Helpful Commercial Leasing Hints

Your commercial lease is the cornerstone that will set the foundation for your relationship with your tenants. CLLI advisory board member Harvey M. Haber, a Toronto real estate attorney, offers the following helpful hints for creating a more favorable lease for your shopping center or office building.

Basement Area

If you describe the leased premises by its municipal address only, is the basement area which was intended to form part of the leased premises automatically included as part of the tenant’s leased premises? It depends! If the basement area is considered ”necessary” to the enjoyment of the leased premises, it is included. However, if the basement area is merely considered “convenient,” it is not. Avoid ambiguity by specifically providing that the basement area does not or does not form part of the leased premises.

Extension Rent

If you are acting for a landlord and give a tenant an extension option in which the annual rent during each such extension period is to be either mutually agreed upon, or failing agreement, determined by arbitration under the relevant arbitration act, always provide that the annual rent during the extension period will not be lower than the annual rent during the last year of the initial term. Why? Because you want to make sure that the landlord’s annual rent during the extension is not lower than the annual rent during the last year of the initial term of the lease.

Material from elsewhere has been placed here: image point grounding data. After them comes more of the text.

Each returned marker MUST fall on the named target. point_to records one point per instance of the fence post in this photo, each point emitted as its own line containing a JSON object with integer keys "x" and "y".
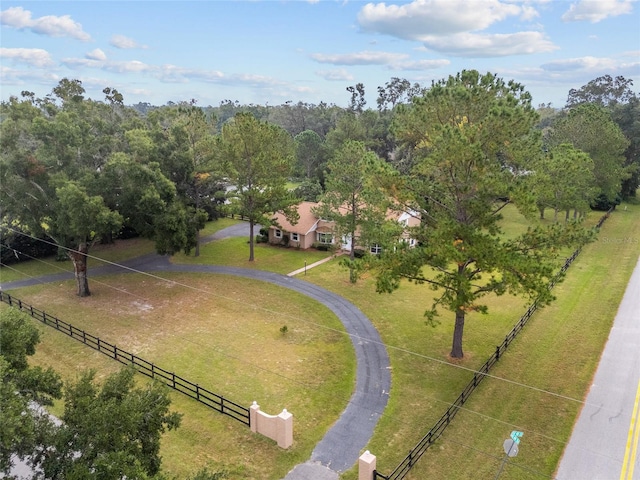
{"x": 366, "y": 466}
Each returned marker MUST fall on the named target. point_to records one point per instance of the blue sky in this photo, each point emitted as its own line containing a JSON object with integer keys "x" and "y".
{"x": 271, "y": 52}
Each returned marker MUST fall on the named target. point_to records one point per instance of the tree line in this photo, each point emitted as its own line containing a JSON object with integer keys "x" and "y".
{"x": 76, "y": 171}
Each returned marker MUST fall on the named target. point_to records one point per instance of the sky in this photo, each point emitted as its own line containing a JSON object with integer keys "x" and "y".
{"x": 273, "y": 52}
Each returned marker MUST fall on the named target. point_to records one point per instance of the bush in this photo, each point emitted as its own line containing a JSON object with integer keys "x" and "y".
{"x": 603, "y": 204}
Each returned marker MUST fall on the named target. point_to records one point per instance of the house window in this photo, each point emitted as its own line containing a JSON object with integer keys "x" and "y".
{"x": 375, "y": 249}
{"x": 326, "y": 238}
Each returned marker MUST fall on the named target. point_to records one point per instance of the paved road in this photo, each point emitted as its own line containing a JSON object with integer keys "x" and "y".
{"x": 604, "y": 442}
{"x": 341, "y": 446}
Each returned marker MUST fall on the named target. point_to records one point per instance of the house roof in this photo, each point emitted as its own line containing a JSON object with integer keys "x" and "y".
{"x": 306, "y": 222}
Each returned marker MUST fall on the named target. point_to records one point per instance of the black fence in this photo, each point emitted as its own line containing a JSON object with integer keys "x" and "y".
{"x": 432, "y": 435}
{"x": 193, "y": 390}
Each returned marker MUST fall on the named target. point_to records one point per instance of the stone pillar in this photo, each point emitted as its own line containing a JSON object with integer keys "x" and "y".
{"x": 253, "y": 417}
{"x": 366, "y": 466}
{"x": 285, "y": 429}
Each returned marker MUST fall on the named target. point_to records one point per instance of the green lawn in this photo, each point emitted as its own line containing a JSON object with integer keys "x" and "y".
{"x": 235, "y": 252}
{"x": 557, "y": 352}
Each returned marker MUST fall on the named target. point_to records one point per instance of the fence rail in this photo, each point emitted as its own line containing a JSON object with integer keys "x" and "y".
{"x": 193, "y": 390}
{"x": 432, "y": 435}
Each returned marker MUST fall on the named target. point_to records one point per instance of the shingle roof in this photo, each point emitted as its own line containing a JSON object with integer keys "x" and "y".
{"x": 306, "y": 222}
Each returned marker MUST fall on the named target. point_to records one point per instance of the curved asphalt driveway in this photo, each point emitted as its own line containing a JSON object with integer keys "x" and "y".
{"x": 341, "y": 446}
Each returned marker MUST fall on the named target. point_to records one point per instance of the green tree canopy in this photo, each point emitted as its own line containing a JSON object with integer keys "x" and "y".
{"x": 590, "y": 128}
{"x": 353, "y": 200}
{"x": 259, "y": 159}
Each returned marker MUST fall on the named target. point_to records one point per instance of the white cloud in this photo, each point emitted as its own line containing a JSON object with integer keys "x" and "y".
{"x": 419, "y": 65}
{"x": 587, "y": 63}
{"x": 125, "y": 43}
{"x": 96, "y": 54}
{"x": 36, "y": 57}
{"x": 50, "y": 25}
{"x": 420, "y": 18}
{"x": 495, "y": 45}
{"x": 595, "y": 11}
{"x": 335, "y": 75}
{"x": 360, "y": 58}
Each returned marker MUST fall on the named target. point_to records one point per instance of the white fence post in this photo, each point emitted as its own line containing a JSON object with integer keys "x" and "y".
{"x": 366, "y": 466}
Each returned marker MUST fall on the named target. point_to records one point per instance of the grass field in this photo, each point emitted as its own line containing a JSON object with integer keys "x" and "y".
{"x": 557, "y": 352}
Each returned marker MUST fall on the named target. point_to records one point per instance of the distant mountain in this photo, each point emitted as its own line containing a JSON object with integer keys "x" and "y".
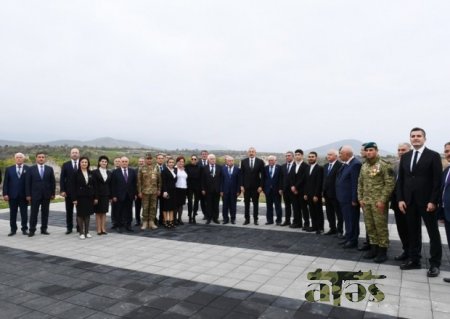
{"x": 355, "y": 144}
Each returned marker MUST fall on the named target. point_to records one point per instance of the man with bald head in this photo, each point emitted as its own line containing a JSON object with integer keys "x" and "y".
{"x": 124, "y": 191}
{"x": 347, "y": 195}
{"x": 252, "y": 172}
{"x": 67, "y": 171}
{"x": 14, "y": 193}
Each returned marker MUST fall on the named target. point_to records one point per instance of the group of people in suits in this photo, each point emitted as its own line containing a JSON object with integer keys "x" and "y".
{"x": 421, "y": 192}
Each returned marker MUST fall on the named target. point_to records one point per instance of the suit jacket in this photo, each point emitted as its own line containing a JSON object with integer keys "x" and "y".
{"x": 314, "y": 181}
{"x": 102, "y": 187}
{"x": 446, "y": 195}
{"x": 423, "y": 185}
{"x": 124, "y": 189}
{"x": 298, "y": 177}
{"x": 67, "y": 171}
{"x": 272, "y": 183}
{"x": 13, "y": 186}
{"x": 347, "y": 182}
{"x": 252, "y": 179}
{"x": 79, "y": 187}
{"x": 230, "y": 183}
{"x": 211, "y": 183}
{"x": 40, "y": 188}
{"x": 329, "y": 180}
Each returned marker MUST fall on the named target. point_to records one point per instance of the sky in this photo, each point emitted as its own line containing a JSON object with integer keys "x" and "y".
{"x": 230, "y": 74}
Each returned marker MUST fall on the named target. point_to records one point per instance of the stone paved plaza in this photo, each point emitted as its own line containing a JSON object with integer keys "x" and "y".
{"x": 201, "y": 271}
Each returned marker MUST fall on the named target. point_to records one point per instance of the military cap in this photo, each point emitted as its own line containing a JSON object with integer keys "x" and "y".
{"x": 370, "y": 145}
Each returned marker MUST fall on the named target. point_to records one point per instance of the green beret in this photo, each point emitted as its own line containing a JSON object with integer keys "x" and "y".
{"x": 370, "y": 145}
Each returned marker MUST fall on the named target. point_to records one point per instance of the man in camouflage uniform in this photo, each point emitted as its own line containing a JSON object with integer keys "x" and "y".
{"x": 149, "y": 188}
{"x": 375, "y": 185}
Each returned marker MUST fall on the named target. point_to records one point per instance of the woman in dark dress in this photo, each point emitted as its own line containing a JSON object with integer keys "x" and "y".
{"x": 168, "y": 200}
{"x": 102, "y": 178}
{"x": 83, "y": 196}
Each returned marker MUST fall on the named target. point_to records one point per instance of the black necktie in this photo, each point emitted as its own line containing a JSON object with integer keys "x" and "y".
{"x": 416, "y": 154}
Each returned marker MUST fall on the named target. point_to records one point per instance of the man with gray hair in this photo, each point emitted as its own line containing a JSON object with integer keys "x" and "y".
{"x": 14, "y": 193}
{"x": 272, "y": 174}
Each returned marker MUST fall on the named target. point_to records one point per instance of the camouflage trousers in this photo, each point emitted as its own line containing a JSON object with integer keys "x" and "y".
{"x": 149, "y": 202}
{"x": 376, "y": 224}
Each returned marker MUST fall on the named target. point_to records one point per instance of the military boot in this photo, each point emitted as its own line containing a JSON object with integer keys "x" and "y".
{"x": 372, "y": 253}
{"x": 381, "y": 256}
{"x": 152, "y": 225}
{"x": 144, "y": 225}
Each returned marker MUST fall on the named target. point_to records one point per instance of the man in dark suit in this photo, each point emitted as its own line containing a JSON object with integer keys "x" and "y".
{"x": 400, "y": 218}
{"x": 418, "y": 193}
{"x": 329, "y": 193}
{"x": 138, "y": 200}
{"x": 14, "y": 193}
{"x": 65, "y": 182}
{"x": 347, "y": 195}
{"x": 285, "y": 188}
{"x": 230, "y": 189}
{"x": 40, "y": 187}
{"x": 203, "y": 162}
{"x": 313, "y": 193}
{"x": 211, "y": 178}
{"x": 252, "y": 170}
{"x": 298, "y": 175}
{"x": 272, "y": 180}
{"x": 445, "y": 203}
{"x": 124, "y": 190}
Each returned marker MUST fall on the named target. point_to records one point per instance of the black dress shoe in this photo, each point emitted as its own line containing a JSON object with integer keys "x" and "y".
{"x": 401, "y": 257}
{"x": 364, "y": 247}
{"x": 433, "y": 271}
{"x": 410, "y": 265}
{"x": 350, "y": 245}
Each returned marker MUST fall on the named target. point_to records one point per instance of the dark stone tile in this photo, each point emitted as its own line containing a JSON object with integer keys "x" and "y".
{"x": 262, "y": 298}
{"x": 121, "y": 309}
{"x": 224, "y": 303}
{"x": 185, "y": 308}
{"x": 251, "y": 308}
{"x": 91, "y": 301}
{"x": 39, "y": 303}
{"x": 9, "y": 310}
{"x": 110, "y": 292}
{"x": 144, "y": 313}
{"x": 201, "y": 298}
{"x": 162, "y": 303}
{"x": 209, "y": 313}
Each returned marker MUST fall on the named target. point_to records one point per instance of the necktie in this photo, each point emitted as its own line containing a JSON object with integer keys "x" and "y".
{"x": 416, "y": 153}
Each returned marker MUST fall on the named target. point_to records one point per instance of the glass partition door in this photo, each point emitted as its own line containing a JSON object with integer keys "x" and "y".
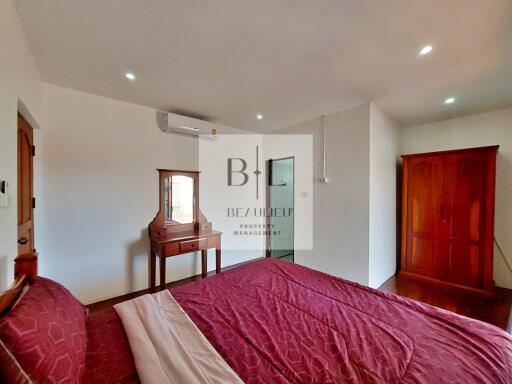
{"x": 280, "y": 208}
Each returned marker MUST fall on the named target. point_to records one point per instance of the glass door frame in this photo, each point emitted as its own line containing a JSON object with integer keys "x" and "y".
{"x": 268, "y": 164}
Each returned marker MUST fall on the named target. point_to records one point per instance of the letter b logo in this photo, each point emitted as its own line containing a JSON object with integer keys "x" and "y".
{"x": 240, "y": 171}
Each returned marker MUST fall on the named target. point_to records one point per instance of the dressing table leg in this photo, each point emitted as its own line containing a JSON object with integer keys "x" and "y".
{"x": 217, "y": 260}
{"x": 162, "y": 273}
{"x": 152, "y": 271}
{"x": 204, "y": 263}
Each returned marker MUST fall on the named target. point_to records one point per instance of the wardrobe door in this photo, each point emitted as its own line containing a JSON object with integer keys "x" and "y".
{"x": 424, "y": 181}
{"x": 463, "y": 218}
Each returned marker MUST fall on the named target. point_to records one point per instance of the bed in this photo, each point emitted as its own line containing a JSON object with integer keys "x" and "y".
{"x": 277, "y": 322}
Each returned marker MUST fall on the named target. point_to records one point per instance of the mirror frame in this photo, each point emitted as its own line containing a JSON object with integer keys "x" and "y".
{"x": 163, "y": 225}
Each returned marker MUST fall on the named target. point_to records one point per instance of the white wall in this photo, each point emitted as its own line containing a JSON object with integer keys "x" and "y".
{"x": 473, "y": 131}
{"x": 385, "y": 146}
{"x": 20, "y": 88}
{"x": 341, "y": 208}
{"x": 101, "y": 192}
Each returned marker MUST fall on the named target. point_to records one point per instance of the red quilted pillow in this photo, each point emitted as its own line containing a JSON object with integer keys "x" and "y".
{"x": 46, "y": 334}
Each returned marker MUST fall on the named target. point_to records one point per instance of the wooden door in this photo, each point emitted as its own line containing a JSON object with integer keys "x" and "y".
{"x": 463, "y": 218}
{"x": 423, "y": 183}
{"x": 25, "y": 188}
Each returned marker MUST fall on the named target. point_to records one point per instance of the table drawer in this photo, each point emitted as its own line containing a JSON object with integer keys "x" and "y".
{"x": 193, "y": 245}
{"x": 170, "y": 249}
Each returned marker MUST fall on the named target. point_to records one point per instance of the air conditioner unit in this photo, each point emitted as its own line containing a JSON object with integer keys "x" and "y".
{"x": 187, "y": 126}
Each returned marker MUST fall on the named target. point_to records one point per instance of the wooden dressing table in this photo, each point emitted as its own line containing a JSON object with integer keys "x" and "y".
{"x": 180, "y": 227}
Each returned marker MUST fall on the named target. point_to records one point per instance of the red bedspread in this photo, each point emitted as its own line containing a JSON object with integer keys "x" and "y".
{"x": 277, "y": 322}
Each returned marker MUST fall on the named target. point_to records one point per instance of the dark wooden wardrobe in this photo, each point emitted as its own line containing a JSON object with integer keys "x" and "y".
{"x": 448, "y": 217}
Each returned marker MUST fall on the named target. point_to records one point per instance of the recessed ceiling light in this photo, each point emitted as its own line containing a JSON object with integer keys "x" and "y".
{"x": 425, "y": 50}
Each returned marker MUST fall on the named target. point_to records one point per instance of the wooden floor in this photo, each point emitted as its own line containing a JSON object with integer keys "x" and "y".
{"x": 104, "y": 304}
{"x": 494, "y": 310}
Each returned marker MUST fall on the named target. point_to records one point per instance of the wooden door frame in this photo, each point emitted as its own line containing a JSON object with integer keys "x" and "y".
{"x": 268, "y": 163}
{"x": 21, "y": 117}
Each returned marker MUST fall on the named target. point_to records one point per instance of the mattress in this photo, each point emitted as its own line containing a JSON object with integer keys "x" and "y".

Otherwise, if the parties can’t agree on an extension rent, and it has to go to arbitration, then without this wording, the extension rent could possibly end up lower than the rent during the last year of the initial term.

Roof Replacement

Is a roof replacement a capital expenditure or is it a repair expense? A landlord should be aware that if the roof of the shopping centere is replaced with the same quality roof, then the landlord can write off the replacement costs in that year. Butif the landlord substantially improves the quality of the value of the roof, it must depreciate the cost over a period of years.

Rent

A landlord should make sure that the term “rent” is defined in its shopping center lease to mean all minimum rent, percentage rent, and additional rent payable pursuant to the lease, because in the event of a default by the tenant, then the landlord has the right to exercise its claim against the “rent” under the lease.

Distress
A landlord should be aware that, unless the lease provides for notice, the landlord has the right in the event of a default by the tenant for the payment of rent, to distrain (i.e., seize) the tenant’s goods, chattels and inventory for the outstanding rent, without notice to the tenant.